A new 3D2D registration algorithm using non-invasive hybrid skin markers was evaluated for accuracy in navigated spinal surgery. The method enables vertebral registration from preoperative CT to intraoperative fluoroscopy without bone- or table-mounted instruments or additional fluoroscopic device calibration.

Background

Minimally invasive spine surgery offers improved patient outcomes and reduced costs compared to open surgery, relying heavily on intraoperative imaging for accurate hardware placement.
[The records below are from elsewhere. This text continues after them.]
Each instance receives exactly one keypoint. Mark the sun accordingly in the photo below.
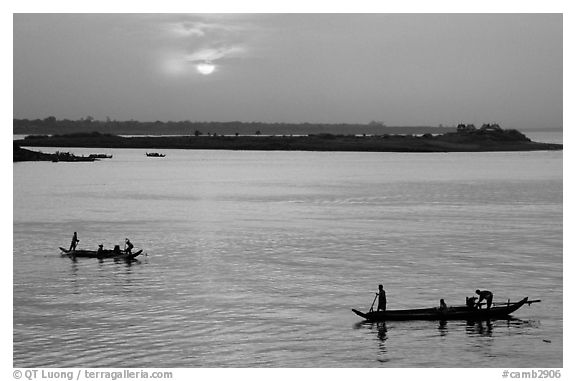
(205, 68)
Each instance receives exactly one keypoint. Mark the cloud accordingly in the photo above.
(212, 54)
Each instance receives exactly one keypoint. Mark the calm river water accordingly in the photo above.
(254, 259)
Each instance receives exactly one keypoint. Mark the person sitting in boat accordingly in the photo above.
(129, 246)
(471, 302)
(443, 306)
(74, 242)
(484, 295)
(381, 298)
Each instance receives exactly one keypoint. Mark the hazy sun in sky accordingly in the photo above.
(205, 68)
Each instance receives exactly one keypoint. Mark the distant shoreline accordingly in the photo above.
(475, 141)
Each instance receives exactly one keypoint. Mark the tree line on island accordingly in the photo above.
(51, 125)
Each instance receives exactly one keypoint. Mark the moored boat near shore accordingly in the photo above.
(100, 156)
(498, 311)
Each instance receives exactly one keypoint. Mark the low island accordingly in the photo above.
(464, 139)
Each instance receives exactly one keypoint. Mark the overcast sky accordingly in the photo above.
(401, 69)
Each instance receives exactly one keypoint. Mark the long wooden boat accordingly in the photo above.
(451, 313)
(103, 255)
(100, 156)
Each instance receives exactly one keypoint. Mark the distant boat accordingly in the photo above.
(120, 254)
(498, 311)
(100, 156)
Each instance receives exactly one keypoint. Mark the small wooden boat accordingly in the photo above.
(100, 156)
(102, 255)
(497, 311)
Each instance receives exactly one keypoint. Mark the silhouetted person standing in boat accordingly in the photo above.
(443, 306)
(129, 246)
(74, 242)
(381, 298)
(484, 295)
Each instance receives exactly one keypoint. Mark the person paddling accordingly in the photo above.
(74, 242)
(484, 295)
(381, 298)
(129, 246)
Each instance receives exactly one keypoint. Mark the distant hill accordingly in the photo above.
(51, 125)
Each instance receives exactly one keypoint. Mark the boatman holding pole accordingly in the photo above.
(74, 242)
(484, 295)
(381, 298)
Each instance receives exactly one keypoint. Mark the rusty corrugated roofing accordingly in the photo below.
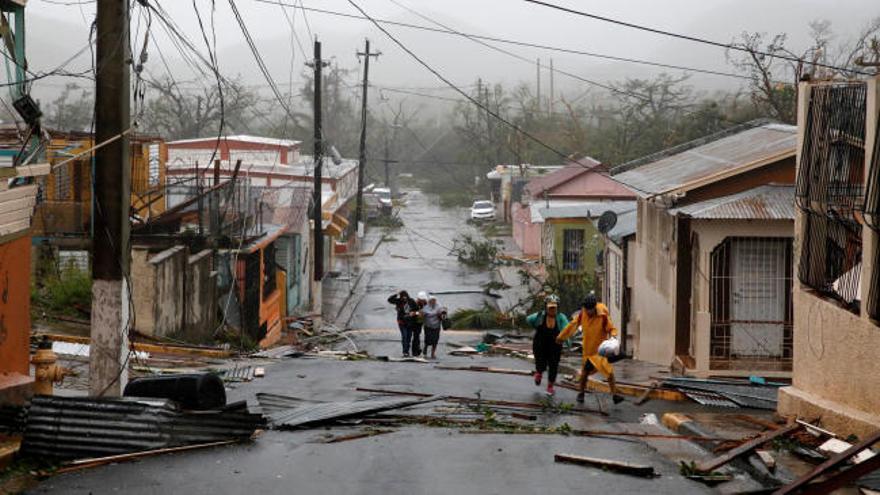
(677, 167)
(768, 202)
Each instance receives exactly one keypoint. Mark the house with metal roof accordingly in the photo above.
(712, 257)
(580, 184)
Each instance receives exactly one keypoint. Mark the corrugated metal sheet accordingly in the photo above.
(751, 396)
(321, 413)
(82, 427)
(625, 226)
(767, 202)
(678, 166)
(709, 399)
(274, 403)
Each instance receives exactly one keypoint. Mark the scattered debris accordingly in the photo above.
(836, 480)
(487, 369)
(712, 464)
(526, 417)
(316, 414)
(835, 446)
(112, 459)
(725, 392)
(767, 458)
(84, 427)
(617, 466)
(197, 391)
(356, 436)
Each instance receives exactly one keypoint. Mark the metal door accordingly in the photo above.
(758, 284)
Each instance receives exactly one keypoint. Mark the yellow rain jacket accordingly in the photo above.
(596, 329)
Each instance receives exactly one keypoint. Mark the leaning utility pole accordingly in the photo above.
(318, 250)
(362, 158)
(111, 313)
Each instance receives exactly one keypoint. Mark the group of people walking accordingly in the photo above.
(414, 314)
(600, 344)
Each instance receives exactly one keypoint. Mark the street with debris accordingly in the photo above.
(464, 429)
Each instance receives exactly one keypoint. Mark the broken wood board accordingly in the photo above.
(100, 461)
(356, 436)
(616, 466)
(487, 369)
(712, 464)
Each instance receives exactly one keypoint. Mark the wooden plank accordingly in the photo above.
(152, 348)
(18, 193)
(834, 462)
(100, 461)
(617, 466)
(32, 170)
(15, 227)
(713, 464)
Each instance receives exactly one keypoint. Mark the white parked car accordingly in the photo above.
(483, 210)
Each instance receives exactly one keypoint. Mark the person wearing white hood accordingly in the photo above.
(433, 315)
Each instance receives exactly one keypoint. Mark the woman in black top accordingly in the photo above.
(407, 321)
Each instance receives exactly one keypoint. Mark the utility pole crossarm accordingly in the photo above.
(362, 157)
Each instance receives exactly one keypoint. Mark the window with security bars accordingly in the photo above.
(831, 190)
(572, 249)
(871, 215)
(750, 304)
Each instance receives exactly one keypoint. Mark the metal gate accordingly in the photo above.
(750, 302)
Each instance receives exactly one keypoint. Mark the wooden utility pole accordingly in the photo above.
(318, 250)
(362, 158)
(111, 318)
(552, 96)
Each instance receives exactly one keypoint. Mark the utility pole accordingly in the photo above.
(538, 79)
(318, 250)
(550, 105)
(110, 317)
(362, 158)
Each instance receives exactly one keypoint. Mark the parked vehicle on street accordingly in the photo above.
(483, 210)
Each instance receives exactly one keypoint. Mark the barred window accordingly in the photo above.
(830, 190)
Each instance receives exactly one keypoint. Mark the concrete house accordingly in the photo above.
(836, 374)
(618, 273)
(713, 251)
(583, 183)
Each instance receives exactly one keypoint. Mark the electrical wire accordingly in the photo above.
(508, 41)
(728, 46)
(456, 88)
While 3D navigation improves screw placement accuracy, existing systems are often bulky and expensive. The novel 3D2D registration algorithm aims to integrate 3D navigation into routine fluoroscopic workflows using non-invasive skin markers, potentially lowering costs and complexity.

Data Highlights

The study utilized three fresh-frozen human torsos without prior spinal surgery. Baseline CT scans with 0.67 mm slice thickness and fluoroscopic images from a mobile C-arm were acquired. The hybrid skin markers combined radiopaque spheres and optical markers to enable registration. The algorithm performed segmentation, registration, and pose estimation offline on standard computing hardware. Registration accuracy was assessed by matching vertebrae positions between CT and fluoroscopy using gradient-based similarity measures and evolutionary optimization.

Key Findings

  • The 3D2D registration algorithm successfully matched vertebrae from preoperative CT to intraoperative fluoroscopy using only non-invasive skin markers.
  • No bone-mounted or table-mounted instruments were required for registration, simplifying the workflow.
  • The pose-estimation algorithm automatically determined relative angulation between fluoroscopic images without external calibration or tracking of the C-arm.
  • Per vertebra registration corrected for inter-vertebral deformation and spinal curvature changes between imaging sessions.
  • The hybrid skin markers’ radiopaque spheres enabled clear visualization on fluoroscopy, facilitating accurate registration.

Clinical Implications

This novel 3D2D registration technique may enable low-cost, easy-to-use 3D navigation in minimally invasive spine surgery without disrupting existing fluoroscopic workflows. By eliminating the need for invasive or cumbersome registration tools and fluoroscopic device calibration, it could increase accessibility and efficiency of navigated spinal procedures. Surgeons may achieve improved accuracy in hardware placement, especially in anatomically challenging cases.

Conclusion

The study demonstrates that a non-invasive skin marker-based 3D2D registration algorithm can accurately register vertebrae for navigated spine surgery, potentially facilitating widespread adoption of 3D navigation with minimal workflow disruption.

References

  1. Minimally invasive spine surgery benefits [1-5]
  2. 3D navigation advantages and challenges [6-13]
  3. Hybrid skin marker development and prior work [14-20]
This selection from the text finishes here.